As we wrote when publishing our 2007 Top 100 Poll, 2,784 titles, or 56% of all the titles readers voted for, appeared on only one ballot. That’s a lot of books that only one AAR reader loved enough to place on their ballot. After looking over ballots for the first weeks of this cycle, I’m confident that we’ll have similar numbers again of books appearing on only one ballot.

Each time I prepare my Top 100 ballot (and I’ve voted in each one), I face the same quandary:  Should I vote only for titles that I think have a chance of placing in the top 100 (or even the top 200), or do I genuinely vote for my favorites? And each time, I just go with my favorites, no matter where I think they’ll end up. Before the 2007 poll, I figured if nothing else, some unknown pollster would read my selections, and know that someone out there loved those books. Now, as a pollster, I know that Lee or Cindy (Cindy this year) will at least know about the books that I think are wonderful.

A few of the buried treasure on my 2007 ballot were ones that have actually received a DIK review at AAR. Anyone who has read my first DIK review can probably guess that I always include the first Amelia Peabody mystery by Elizabeth Peters, Crocodile on the Sandbank, in my Top 100 ballot. Happily, I discovered in 2007 that I’m not the only one who voted for it. While there weren’t many of us, I was pleasantly surprised to discover that a few other AAR readers also think fondly of this very romantic mystery.

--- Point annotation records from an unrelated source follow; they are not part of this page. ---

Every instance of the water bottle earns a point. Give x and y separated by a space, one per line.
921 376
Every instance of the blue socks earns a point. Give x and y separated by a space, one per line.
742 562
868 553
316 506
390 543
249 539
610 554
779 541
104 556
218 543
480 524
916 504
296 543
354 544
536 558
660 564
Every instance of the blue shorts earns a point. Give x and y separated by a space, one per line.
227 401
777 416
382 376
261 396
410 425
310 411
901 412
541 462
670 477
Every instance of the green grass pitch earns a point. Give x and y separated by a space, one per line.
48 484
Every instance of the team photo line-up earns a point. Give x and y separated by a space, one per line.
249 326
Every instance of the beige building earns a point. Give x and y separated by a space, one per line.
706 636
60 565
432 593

Three wonderful old contemporary romances by Mariah Stewart, featuring the Enright family, Wonderful You, Moon Dance, and Devlin’s Light were in 48th through 50th place on my 2007 ballot. I’ve read each of these books several times since 2007, and they will definitely be on my 2010 ballot. I wasn’t the only person to vote for each of these, but I nearly was. While Moon Dance received a B+ review here at AAR, I recently discovered that neither of the other two have been reviewed at AAR. Although they were published in the late 1990s, they’re still available for purchase, and I intend to submit reviews of them in the next few weeks, to share what I love about the two books.

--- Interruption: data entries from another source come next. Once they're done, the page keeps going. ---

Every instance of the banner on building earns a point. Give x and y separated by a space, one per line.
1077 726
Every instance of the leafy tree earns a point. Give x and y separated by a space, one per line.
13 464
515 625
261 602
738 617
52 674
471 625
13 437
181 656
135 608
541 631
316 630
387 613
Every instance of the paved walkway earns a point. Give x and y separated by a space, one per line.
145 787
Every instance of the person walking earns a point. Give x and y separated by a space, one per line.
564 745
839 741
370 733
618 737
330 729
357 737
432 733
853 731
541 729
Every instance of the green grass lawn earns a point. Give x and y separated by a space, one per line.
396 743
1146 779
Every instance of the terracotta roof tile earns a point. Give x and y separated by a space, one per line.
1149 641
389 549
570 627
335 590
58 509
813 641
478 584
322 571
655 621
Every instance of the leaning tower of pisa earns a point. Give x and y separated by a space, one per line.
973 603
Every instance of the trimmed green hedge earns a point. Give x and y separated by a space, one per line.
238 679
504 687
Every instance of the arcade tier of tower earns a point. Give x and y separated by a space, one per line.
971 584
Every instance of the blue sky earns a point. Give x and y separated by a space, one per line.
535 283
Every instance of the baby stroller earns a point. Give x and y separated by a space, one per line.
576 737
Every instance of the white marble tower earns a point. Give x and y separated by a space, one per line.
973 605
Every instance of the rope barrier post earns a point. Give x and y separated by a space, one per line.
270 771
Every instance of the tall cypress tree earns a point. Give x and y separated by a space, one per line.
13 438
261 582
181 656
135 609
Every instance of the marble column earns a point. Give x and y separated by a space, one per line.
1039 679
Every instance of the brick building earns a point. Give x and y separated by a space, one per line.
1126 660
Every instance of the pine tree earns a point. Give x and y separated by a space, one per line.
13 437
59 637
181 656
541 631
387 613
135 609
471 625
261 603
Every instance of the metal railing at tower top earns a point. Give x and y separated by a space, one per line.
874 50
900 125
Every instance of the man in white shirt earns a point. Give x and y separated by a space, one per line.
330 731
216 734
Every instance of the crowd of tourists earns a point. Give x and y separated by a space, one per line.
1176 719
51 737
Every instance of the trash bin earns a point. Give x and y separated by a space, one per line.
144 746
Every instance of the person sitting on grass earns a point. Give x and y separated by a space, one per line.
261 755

Not a single contemporary, category romance made it in the 2007 Top 100. However, I placed three DIK-reviewed category romances on my 2007 ballot. Jan Freed’s The Wallflower was in 45th place on my 2007 ballot, and I know it will appear somewhere on my 2010 ballot. Another DIK-reviewed category romance, Stephanie Bond’s 1998 Wife is a Four Letter Word, was in 75th place on my 2007 ballot, while Kathleen Korbel’s 2003 release, Some Men’s Dreams, was in 69th place.

My 2007 ballot also included two category romances that I consider DIKs, but that haven’t been reviewed here at AAR. In each Top 100 poll, I’ve voted for Sally Tyler Hayes’ 2001 Magic in a Jelly Jar. This is one of my all-time favorite category romances. In previous polls, I held out hope that others were voting for it as well,  However, when I finished tabulating the 2007 votes, I realized that I was the only one voting for this hidden gem. Karen Templeton’s marvelous 2005 release, Swept Away, appeared in 89th place on my ballot. The strange thing is, until I started writing this post, I was positive that I’d read a review of Swept Away at AAR; since I can’t find one, I have to conclude that I read about it on one of the forums.  Look for reviews of these two gems to appear from me sometime over the next month.

So what do you do? Do you only vote for books that you think have a chance? Or, do you take the opportunity to truly list your most loved books, even if you’re positive that no one else will vote for them? What are your long-buried treasures? Have they been reviewed here at AAR? If not, and it’s truly a wonderful book, have you ever thought about submitting a reader-submitted DIK?